GAP Helps Get Your Infrastructure Right for DaaP
About This Document
Take a look into the strategic insights of transforming data into a valuable commodity with this detailed exploration of “Data as a Product” (DaaP). This document distinguishes DaaP from standard data products by advocating for a product-like treatment of data, emphasizing benefits like enhanced decision-making and increased operational efficiency. It describes the essential steps of documentation, testing, and monitoring to ensure data meets rigorous standards before being marketed to third parties. Furthermore, the text outlines how GAP supports organizations in implementing DaaP, seamlessly integrating it with existing frameworks such as Scrum, Agile, or Kanban, and linking these to comprehensive data strategy development and project management.
Full Content Below
Read the Full Document
Explore the complete publication below

Your organization is producing reams of data every day — so isn’t it time you started making money out of it?
This is where Data as a Product (DaaP) can come in as a style of data management, where you apply a product mindset to your data sets. This not only helps create a new line of business, but also helps maintain and enhance it, building in attributes related to security and governance into your data.
Yet this is not just a case of putting your product in a marketplace and hoping for the best. Forward-thinking organizations need to look at how their infrastructure as well as their data facilitate this process, and this is where a trusted partner like GAP can help.
Before we jump in, let’s first define the difference between “Data as a Product” and “data products.” Any product or service built around data, such as a recommendation engine or data visualizations, is not DaaP; it is a data product. Data as a Product, in contrast, refers to treating data with the same quality rigorousness as any commodity that can be bought, sold or exchanged, either on a data marketplace — such as through Snowflake or a major cloud provider — or through other means.

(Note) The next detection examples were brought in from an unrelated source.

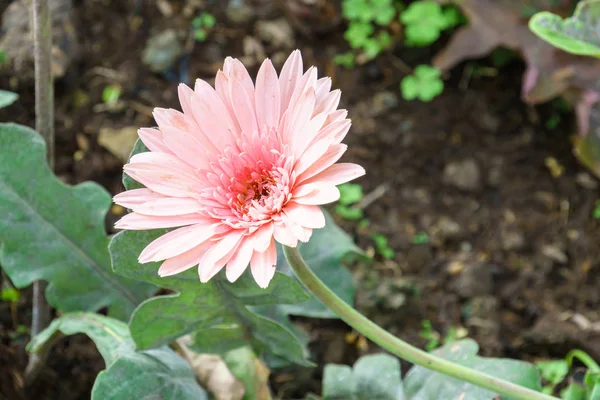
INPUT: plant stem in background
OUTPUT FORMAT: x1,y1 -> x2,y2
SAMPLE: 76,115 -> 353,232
25,0 -> 54,385
283,246 -> 556,400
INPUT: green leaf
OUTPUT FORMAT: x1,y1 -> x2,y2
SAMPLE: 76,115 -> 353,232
28,313 -> 208,400
404,339 -> 542,400
323,354 -> 406,400
102,84 -> 121,106
535,360 -> 569,385
333,51 -> 354,69
334,204 -> 364,221
0,90 -> 19,108
344,22 -> 375,48
529,0 -> 600,57
109,230 -> 309,365
400,1 -> 449,46
0,287 -> 21,303
338,183 -> 365,206
0,124 -> 155,319
400,65 -> 444,102
277,212 -> 362,318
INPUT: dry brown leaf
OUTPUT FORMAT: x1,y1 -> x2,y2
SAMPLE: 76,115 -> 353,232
98,126 -> 138,163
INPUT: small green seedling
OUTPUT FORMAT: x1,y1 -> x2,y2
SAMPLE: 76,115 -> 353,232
335,183 -> 364,221
592,200 -> 600,219
0,287 -> 21,303
400,65 -> 444,102
192,12 -> 217,42
333,51 -> 355,69
102,84 -> 121,108
371,233 -> 396,260
400,0 -> 461,47
0,90 -> 19,108
342,0 -> 396,26
411,232 -> 429,244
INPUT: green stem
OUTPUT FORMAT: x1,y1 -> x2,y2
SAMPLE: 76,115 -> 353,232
283,246 -> 556,400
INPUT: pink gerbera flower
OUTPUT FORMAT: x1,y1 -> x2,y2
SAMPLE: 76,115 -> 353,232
114,50 -> 365,288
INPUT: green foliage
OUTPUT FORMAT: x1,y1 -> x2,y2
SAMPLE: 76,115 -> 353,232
334,0 -> 396,62
0,90 -> 19,108
277,209 -> 362,318
535,360 -> 569,394
529,0 -> 600,57
344,21 -> 375,49
192,12 -> 217,42
0,124 -> 155,319
102,84 -> 121,107
342,0 -> 396,26
400,0 -> 460,47
404,339 -> 541,400
0,287 -> 21,303
411,232 -> 429,245
333,51 -> 355,69
400,65 -> 444,102
371,232 -> 396,260
109,230 -> 308,365
28,313 -> 208,400
335,183 -> 364,221
323,354 -> 406,400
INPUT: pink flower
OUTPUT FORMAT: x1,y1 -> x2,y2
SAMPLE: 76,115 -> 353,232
114,50 -> 365,288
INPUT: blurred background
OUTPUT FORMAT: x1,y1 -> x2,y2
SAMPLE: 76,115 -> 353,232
0,0 -> 600,400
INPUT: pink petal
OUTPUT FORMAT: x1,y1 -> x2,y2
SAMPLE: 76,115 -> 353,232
139,223 -> 215,264
279,50 -> 303,110
273,223 -> 298,247
115,212 -> 206,231
254,59 -> 281,129
293,184 -> 340,205
225,237 -> 254,282
250,241 -> 277,289
134,197 -> 203,216
315,76 -> 331,103
294,137 -> 333,176
298,143 -> 348,182
309,119 -> 352,145
198,229 -> 244,282
230,80 -> 258,137
123,152 -> 199,197
138,128 -> 171,154
292,113 -> 327,157
252,223 -> 273,252
314,89 -> 342,115
192,79 -> 236,150
288,67 -> 317,114
223,57 -> 254,103
158,241 -> 213,277
215,71 -> 242,134
177,83 -> 194,117
280,89 -> 315,146
113,188 -> 164,208
297,163 -> 366,187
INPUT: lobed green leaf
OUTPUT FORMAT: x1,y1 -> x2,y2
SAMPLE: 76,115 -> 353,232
28,313 -> 208,400
0,124 -> 156,319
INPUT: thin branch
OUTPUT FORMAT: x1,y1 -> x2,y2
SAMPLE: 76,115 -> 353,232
25,0 -> 54,385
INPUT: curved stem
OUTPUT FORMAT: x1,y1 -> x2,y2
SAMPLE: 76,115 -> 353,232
283,246 -> 556,400
25,0 -> 54,386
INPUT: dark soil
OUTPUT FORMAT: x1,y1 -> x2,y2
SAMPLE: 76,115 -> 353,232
0,0 -> 600,400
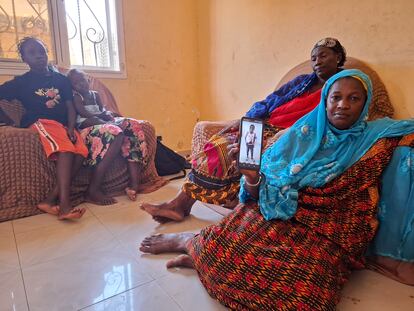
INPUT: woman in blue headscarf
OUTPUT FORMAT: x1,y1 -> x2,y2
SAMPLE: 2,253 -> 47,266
140,70 -> 414,310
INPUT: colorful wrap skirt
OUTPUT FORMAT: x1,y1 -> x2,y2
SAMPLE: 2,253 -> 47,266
182,124 -> 280,205
187,138 -> 408,310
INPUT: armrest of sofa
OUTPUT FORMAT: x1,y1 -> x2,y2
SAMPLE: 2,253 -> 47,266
0,126 -> 55,216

Within Data as a Product, there are two different styles:
The first is developing a product or service that generates data, which means the data has to be subject to the same level of rigor as the application code, and have requisite documentation, testing and monitoring — as it will be offered as a product to third parties.
The second is to look at the output of any codebase as externally customer-facing. A data warehouse, for example, serves internal customers, from data scientists to product managers — so why can it not be put into a public environment (as long as it’s safe)? As Monte Carlo Data notes, “Anything that’s pushed to a ‘production data environment’ that the company can access is a product.”
Other benefits for organizations pursuing a DaaP strategy do not necessarily have to be customer-facing. DaaP projects can provide valuable insights and allow organizations to make more accurate data-driven decisions, as well as improve operational efficiency through infrastructure and process optimization.
Where GAP comes in is by being able to align to your working methodology. We help operationalize your infrastructure and guide you through all steps of the process, from developing a data strategy and monetizing your data, to technology implementation and project management. If your organization works with standard Scrum, Agile or Kanban methodologies, GAP can marry that to architectural implementation, model development and process optimization.
Let’s say your organization has a relatively small data team. You might have a nice proof of concept with regard to taking a product management approach to your data, or you might have sold one item on the Snowflake marketplace. What would a customer journey look like through working with GAP?
The first step would be to assess what data the company has, how it can be marketed, and how it can be put into data products, through a data dictionary, or in a metadata repository. The dictionary software identifies each data point structurally — be they strings of characters, numbers or true/false values — as well as semantically, evaluating whether each value makes sense.

An example of the latter is being able to help identify faults in the data, which need to be rectified before making it public-facing. An example could be in a column for “age” within a customer’s data set. If there was a spike in those figures, or if the figures were incomprehensible — such as minus numbers or numbers in the thousands — then the alarm would be raised with the customer.
The next step is to review the client’s existing infrastructure and make recommendations, depending on whether they want to publish the data to a public marketplace, or to an internal private set of partners. If the client was an AWS customer, it would be a simple process of setting the correct permissions to S3 buckets, as well as establishing policies and pipelines that feed those buckets regularly, depending on how regularly the client’s data is updated at their end.
Assuming the client runs on AWS and is looking for a public marketplace, a connection between their S3 account and Snowflake, for instance, could be provisioned and automated. If the data needs to be cleansed of PII (personally identifiable information), or if other aggregation needs to be performed on the data (to do things such as protect intellectual property), this can also be done on the client’s existing infrastructure, by establishing data transformation steps along the pipeline.

Working with GAP gives you expertise in infrastructure as code (IaC) and other techniques to be able to provision and optimize infrastructure in days, rather than months, with help from the GAPBuilt Accelerators focused on IaC. GAP also has many certified Snowflake experts, in addition to high-level access to Snowflake in terms of staff and support, as well as services not publicly available thanks to its Snowflake Partner status.
Combine this with project management expertise across myriad data disciplines, and you will be in safe hands if you want to make your data work better for your organization.